Kernel Planet

Matthew Garrett: Cordoomceps - replacing an Amiga's brain with Doom

1 nap óta

There's a lovely device called a pistorm, an adapter board that glues a Raspberry Pi GPIO bus to a Motorola 68000 bus. The intended use case is that you plug it into a 68000 device and then run an emulator that reads instructions from hardware (ROM or RAM) and emulates them. You're still limited by the ~7MHz bus that the hardware is running at, but you can run the instructions as fast as you want.

These days you're supposed to run a custom built OS on the Pi that just does 68000 emulation, but initially it ran Linux on the Pi and a userland 68000 emulator process. And, well, that got me thinking. The emulator takes 68000 instructions, emulates them, and then talks to the hardware to implement the effects of those instructions. What if we, well, just don't? What if we just run all of our code in Linux on an ARM core and then talk to the Amiga hardware?

We're going to ignore x86 here, because it's weird - but most hardware that wants software to be able to communicate with it maps itself into the same address space that RAM is in. You can write to a byte of RAM, or you can write to a piece of hardware that's effectively pretending to be RAM[1]. The Amiga wasn't unusual in this respect in the 80s, and to talk to the graphics hardware you speak to a special address range that gets sent to that hardware instead of to RAM. The CPU knows nothing about this. It just indicates it wants to write to an address, and then sends the data.

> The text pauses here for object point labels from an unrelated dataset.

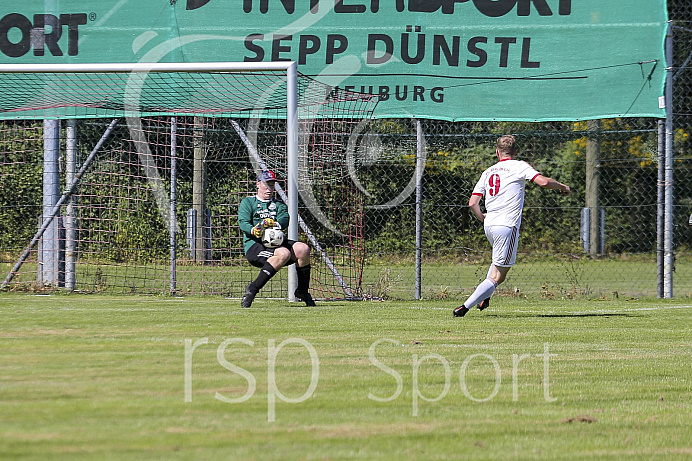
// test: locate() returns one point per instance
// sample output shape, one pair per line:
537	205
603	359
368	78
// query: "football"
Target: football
272	237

So, if we are the CPU, we can just indicate that we want to write to an address, and provide the data. And those addresses can correspond to the hardware. So, we can write to the RAM that belongs to the Amiga, and we can write to the hardware that isn't RAM but pretends to be. And that means we can run whatever we want on the Pi and then access Amiga hardware.

And, obviously, the thing we want to run is Doom, because that's what everyone runs in fucked up hardware situations.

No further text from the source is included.